CGT roll-overs with a ‘nothing else’ condition include:
Subdivision 124E – exchange of shares
Subdivision 124F – exchange of rights or options
Subdivision 124I – change of incorporation
Subdivision 124Q – exchange of stapled ownership interests for ownership interests in a unit trust
Division 125 – demerger relief
Division 615 – rollovers applying to assets generally
There are other CGT roll-overs where the taxpayer must only include a specific form of consideration. For example, under Subdivision 122-A where an individual or trustee transfers an asset to a wholly-owned company, CGT roll-over relief is only available if the seller receives shares in the buyer. While drafted differently to the ‘nothing else’ requirement the concepts are similar.
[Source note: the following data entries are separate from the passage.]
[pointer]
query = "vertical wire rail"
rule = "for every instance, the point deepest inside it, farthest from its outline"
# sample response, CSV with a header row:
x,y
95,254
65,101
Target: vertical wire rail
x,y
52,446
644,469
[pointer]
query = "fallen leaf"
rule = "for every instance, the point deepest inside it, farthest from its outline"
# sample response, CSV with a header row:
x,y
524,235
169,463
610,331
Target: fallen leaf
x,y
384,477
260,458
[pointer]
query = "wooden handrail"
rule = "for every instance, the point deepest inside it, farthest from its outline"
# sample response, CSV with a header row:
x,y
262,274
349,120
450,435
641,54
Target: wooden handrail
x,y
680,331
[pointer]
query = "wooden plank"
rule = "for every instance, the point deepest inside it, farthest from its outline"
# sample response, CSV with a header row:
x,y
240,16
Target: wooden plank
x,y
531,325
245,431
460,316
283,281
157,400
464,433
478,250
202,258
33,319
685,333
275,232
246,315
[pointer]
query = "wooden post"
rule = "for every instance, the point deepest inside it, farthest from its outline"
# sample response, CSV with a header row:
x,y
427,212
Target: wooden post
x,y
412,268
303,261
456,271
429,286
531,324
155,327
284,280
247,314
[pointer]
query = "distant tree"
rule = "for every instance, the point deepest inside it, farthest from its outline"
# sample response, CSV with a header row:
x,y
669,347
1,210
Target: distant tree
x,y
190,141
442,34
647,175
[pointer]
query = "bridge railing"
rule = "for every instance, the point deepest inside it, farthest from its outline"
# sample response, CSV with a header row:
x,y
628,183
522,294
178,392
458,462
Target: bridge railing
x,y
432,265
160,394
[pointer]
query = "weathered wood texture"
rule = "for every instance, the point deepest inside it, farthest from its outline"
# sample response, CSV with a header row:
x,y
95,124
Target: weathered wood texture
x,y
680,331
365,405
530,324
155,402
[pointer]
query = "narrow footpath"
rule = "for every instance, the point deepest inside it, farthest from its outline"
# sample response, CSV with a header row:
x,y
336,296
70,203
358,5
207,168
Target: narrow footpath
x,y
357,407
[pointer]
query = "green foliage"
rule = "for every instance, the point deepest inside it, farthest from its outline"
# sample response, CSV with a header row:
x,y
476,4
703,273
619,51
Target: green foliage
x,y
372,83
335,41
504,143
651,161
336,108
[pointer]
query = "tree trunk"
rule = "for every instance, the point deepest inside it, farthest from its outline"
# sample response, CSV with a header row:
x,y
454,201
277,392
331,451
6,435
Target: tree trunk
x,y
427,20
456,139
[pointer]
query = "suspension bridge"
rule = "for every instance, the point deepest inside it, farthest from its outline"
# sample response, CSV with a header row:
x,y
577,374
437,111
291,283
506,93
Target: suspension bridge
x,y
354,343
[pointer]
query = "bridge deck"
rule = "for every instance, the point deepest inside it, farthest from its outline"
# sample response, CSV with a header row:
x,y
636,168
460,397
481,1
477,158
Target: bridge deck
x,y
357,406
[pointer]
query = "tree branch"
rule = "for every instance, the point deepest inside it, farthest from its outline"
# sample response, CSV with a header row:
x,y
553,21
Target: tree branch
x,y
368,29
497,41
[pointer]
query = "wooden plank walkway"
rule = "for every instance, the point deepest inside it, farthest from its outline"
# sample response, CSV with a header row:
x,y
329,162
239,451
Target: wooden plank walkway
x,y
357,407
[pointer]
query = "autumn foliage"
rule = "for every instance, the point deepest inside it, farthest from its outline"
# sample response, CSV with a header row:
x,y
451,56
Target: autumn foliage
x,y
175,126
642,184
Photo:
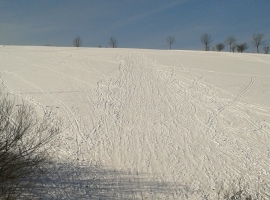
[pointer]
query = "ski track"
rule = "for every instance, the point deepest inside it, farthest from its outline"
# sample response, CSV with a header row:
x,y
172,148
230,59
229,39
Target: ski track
x,y
158,121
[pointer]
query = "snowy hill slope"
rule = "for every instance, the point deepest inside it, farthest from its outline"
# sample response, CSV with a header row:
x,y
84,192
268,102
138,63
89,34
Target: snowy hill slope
x,y
147,123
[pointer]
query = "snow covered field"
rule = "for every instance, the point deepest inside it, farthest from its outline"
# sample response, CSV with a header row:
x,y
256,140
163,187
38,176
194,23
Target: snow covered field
x,y
146,124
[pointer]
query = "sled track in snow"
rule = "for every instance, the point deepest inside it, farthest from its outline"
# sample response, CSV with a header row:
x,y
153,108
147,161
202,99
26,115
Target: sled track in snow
x,y
155,132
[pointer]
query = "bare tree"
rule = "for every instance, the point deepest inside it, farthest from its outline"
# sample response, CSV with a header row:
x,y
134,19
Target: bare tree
x,y
266,49
23,140
77,42
170,40
257,40
220,46
113,42
230,41
206,40
233,47
241,47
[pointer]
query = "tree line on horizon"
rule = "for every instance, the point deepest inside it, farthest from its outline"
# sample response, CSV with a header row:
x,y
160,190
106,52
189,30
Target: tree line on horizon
x,y
206,39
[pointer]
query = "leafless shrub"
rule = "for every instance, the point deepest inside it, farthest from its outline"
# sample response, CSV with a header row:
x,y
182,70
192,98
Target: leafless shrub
x,y
206,41
77,42
233,47
266,49
241,47
230,41
24,136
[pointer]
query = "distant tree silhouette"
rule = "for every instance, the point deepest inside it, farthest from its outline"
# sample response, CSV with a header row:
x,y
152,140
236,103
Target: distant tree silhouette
x,y
230,41
220,46
241,47
233,47
257,40
77,42
170,40
266,49
23,152
113,42
206,41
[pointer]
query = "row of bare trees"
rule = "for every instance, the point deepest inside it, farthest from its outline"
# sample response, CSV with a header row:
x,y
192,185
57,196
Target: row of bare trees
x,y
77,42
24,143
256,41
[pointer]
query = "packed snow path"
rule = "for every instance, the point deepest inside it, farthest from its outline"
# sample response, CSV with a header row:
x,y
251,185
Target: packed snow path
x,y
144,123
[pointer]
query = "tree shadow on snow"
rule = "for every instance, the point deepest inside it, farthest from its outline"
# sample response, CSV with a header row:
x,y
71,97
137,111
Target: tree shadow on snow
x,y
67,181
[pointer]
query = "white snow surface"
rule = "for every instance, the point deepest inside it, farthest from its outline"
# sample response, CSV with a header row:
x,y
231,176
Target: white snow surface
x,y
146,124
The ATO also said that it intends providing guidance (by December 2018) on the scope of a ‘restructuring’ in the demerger provisions. What is a ‘restructuring’ is a key concept in the context of demergers as that determines what is in the demerger group (and thus what can be demerged) and links with the ‘nothing else’ requirement. For example, if there is a demerger followed by a scrip-for-scrip roll-over does the restructuring only include the first transaction or both transactions? If the latter, the ‘nothing else’ requirement may not be met.
We await the ATO guidance with interest as recent Class Rulings, for example CR 2018/7 and CR 2018/31, signalled that the ATO may be changing its approach to what is the scope of a restructuring and applying a more literal interpretation of the ‘nothing else’ requirement.
Clients wishing to undertake back-to-back transactions to rearrange their affairs and/or undertake a demerger should seek professional taxation advice, and possibly seek early engagement with the ATO as part of that advice, prior to undertaking those transactions.